The noble Lord makes a very strong point. The stock transfer mechanism has been available to local authorities of all political persuasions as a means of improving the quality of the stock for, and therefore the well-being of, their tenants. It has been a very powerful model for improvement. Indeed, there are plenty of examples of transfers. They are not always appropriate but, where they have gone well, they have resulted in significantly improved stock. The question here is: why would a local authority continue to progress such a transfer when it would carry on paying a substantial levy with no means of financing it? Therefore, the noble Lord makes a very good point.

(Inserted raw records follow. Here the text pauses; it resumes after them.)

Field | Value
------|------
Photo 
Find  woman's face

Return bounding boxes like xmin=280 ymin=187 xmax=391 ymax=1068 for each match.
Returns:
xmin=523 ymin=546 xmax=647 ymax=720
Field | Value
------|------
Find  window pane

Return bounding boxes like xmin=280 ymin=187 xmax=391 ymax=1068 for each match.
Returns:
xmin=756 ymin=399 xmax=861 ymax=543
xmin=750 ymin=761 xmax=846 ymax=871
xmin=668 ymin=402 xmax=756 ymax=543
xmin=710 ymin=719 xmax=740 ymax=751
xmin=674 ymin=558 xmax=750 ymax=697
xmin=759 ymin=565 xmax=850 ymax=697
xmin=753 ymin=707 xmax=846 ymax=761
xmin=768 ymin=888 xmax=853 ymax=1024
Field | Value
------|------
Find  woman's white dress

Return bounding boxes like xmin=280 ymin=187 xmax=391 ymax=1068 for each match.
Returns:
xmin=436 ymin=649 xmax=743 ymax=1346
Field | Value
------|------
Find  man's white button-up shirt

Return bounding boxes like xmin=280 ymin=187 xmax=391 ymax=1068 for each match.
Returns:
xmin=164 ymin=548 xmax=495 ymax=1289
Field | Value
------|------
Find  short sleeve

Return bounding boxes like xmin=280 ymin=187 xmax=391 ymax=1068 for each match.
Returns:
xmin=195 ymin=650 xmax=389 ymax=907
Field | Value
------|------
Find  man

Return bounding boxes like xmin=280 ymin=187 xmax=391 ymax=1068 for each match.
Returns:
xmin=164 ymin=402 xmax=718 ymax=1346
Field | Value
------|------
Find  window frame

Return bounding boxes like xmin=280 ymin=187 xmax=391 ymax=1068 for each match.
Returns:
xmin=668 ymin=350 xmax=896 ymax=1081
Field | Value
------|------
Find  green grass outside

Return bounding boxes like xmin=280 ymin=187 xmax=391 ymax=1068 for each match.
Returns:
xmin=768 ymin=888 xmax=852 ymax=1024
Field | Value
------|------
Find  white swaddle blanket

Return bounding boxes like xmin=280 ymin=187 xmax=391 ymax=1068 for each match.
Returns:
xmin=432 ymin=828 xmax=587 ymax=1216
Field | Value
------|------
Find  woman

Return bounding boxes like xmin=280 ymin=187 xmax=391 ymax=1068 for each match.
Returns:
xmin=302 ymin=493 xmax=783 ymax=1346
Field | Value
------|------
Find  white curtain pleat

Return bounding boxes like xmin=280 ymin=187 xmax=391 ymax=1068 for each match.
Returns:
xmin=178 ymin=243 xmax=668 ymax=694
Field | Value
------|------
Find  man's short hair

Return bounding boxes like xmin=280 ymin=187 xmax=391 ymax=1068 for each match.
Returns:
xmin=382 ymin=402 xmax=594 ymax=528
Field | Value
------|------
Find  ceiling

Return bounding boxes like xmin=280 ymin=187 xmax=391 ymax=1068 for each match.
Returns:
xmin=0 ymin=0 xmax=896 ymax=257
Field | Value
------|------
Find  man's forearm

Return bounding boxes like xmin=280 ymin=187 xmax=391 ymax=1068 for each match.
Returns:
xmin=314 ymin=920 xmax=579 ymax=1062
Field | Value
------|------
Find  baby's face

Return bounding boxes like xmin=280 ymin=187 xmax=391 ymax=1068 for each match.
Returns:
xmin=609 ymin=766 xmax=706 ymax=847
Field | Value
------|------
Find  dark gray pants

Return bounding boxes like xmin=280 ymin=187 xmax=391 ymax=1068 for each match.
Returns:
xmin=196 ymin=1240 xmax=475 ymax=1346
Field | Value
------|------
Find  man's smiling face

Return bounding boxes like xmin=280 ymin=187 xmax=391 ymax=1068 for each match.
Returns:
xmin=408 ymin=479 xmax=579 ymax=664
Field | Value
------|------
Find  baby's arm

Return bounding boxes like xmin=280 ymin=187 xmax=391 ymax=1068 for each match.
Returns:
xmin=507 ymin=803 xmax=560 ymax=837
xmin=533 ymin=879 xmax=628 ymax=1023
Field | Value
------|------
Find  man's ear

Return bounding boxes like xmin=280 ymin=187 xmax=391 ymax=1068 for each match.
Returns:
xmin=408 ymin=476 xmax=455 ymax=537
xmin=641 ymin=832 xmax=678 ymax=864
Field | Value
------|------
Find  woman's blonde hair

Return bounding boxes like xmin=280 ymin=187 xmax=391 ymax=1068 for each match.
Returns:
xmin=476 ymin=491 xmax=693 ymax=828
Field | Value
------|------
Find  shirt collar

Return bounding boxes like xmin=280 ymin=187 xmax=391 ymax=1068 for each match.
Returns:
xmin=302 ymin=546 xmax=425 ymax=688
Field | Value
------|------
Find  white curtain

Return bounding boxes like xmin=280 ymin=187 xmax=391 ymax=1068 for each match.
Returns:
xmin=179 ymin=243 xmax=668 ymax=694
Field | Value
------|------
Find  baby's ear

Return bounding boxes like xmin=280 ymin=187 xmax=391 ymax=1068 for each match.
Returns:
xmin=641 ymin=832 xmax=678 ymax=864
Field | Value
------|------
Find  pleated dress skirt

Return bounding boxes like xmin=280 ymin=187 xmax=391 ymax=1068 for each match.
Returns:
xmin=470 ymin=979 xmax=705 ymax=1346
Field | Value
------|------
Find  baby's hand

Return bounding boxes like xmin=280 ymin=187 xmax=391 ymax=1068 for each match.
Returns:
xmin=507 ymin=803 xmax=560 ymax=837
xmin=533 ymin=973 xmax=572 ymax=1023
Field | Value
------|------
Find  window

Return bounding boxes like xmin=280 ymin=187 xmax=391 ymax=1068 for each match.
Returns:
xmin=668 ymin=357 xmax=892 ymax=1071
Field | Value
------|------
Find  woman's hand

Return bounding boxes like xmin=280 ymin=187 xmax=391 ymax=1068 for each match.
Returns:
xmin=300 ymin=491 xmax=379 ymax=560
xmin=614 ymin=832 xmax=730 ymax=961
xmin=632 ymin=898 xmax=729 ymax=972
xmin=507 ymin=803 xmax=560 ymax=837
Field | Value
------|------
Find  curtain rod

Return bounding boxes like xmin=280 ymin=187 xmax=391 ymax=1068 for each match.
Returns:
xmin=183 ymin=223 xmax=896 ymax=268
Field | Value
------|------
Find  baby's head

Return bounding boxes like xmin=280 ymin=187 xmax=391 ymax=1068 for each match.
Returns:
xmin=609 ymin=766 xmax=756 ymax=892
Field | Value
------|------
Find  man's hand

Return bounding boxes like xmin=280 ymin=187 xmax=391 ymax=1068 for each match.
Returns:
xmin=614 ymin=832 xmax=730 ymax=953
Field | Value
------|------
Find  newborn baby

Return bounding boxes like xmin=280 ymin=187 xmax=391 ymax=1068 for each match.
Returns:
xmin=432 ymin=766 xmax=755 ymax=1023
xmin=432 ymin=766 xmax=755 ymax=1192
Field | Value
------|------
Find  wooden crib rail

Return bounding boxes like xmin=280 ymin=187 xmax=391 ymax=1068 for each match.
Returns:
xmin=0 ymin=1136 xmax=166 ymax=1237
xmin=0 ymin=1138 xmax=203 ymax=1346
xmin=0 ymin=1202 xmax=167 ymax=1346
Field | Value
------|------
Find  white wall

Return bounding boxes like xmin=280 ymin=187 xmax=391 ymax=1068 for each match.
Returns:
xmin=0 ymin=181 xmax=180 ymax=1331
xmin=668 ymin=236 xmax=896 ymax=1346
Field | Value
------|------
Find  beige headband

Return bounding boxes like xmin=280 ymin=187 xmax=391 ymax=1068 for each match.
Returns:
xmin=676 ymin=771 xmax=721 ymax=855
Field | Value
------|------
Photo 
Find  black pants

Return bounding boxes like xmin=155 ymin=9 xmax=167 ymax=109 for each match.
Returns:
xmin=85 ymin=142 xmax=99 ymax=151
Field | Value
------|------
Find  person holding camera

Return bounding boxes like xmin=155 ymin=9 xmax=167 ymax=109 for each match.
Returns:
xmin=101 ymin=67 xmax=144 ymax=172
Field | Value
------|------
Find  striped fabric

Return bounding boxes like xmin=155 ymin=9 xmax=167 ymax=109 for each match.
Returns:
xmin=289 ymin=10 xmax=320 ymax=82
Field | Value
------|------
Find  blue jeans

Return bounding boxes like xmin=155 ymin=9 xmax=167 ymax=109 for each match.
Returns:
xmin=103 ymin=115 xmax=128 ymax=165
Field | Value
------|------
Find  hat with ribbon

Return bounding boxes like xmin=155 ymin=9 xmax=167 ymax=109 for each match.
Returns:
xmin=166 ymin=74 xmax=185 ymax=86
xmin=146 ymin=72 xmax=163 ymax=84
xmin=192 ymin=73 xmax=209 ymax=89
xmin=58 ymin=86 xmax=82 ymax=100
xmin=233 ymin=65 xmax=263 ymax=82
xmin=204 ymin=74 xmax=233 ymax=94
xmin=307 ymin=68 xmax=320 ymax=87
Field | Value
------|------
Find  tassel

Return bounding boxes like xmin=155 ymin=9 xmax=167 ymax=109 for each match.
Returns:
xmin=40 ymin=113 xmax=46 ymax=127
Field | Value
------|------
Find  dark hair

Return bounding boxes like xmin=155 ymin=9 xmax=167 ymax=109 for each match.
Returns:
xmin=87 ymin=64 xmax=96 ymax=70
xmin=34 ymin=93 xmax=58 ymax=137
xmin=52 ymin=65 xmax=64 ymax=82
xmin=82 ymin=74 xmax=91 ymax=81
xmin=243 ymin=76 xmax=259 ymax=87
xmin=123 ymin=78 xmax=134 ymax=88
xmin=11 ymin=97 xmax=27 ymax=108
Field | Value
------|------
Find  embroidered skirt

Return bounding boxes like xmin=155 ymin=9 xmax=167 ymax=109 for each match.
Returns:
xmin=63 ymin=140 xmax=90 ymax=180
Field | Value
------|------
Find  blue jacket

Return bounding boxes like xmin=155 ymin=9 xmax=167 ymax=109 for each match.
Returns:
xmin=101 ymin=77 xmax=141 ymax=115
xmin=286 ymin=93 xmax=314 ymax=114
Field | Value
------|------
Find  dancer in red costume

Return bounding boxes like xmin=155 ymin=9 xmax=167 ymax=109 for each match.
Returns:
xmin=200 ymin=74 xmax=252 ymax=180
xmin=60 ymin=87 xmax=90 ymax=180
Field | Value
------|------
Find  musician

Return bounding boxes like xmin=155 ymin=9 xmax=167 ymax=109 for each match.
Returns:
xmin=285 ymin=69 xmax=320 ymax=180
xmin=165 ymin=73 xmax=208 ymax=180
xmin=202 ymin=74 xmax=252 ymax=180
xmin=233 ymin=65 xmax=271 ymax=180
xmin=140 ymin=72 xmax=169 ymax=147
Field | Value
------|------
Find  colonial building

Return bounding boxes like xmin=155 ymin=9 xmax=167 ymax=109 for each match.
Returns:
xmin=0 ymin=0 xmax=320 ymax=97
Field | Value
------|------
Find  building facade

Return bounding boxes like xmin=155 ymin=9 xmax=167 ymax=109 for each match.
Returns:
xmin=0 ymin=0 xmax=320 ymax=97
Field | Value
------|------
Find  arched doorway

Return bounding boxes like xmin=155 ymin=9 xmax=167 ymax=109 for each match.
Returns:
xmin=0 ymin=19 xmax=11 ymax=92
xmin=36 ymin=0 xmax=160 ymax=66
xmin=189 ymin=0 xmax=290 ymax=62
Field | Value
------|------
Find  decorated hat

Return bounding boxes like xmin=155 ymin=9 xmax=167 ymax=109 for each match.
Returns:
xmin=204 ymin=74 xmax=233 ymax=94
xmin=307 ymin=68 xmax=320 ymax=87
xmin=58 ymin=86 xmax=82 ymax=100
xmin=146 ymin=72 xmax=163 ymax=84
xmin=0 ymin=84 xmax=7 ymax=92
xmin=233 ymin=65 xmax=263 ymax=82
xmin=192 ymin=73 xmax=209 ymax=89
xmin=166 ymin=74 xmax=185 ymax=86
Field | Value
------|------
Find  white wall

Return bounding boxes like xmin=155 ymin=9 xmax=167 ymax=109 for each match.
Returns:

Local authorities are now in quite challenging circumstances in relation to managing their stock. A number of smaller authorities are asking whether they can sustain the management of their stock, given such things as the rent reductions and the impact those have on the viability of their stock. I know this for certain because I have been in conversation with a number of them. For some local authorities, the logical answer is to deliver a stock transfer. So, not only does it prevent the opportunity of transfer because of the positive benefit to a local authority; it also inhibits the transfer where local authorities have very significant issues that they need to address and that can only really readily be dealt with through a transfer process.
I should emphasise that I am not suggesting local authorities should or must transfer their stock—that must be their decision. What I am saying is that it is a perverse position that those authorities that choose to do that in a year’s time will be subject to a levy that those who chose to do it a year ago will not. I cannot believe that it is fair or reasonable for that to stay in the Bill. Therefore, I move that it be taken out.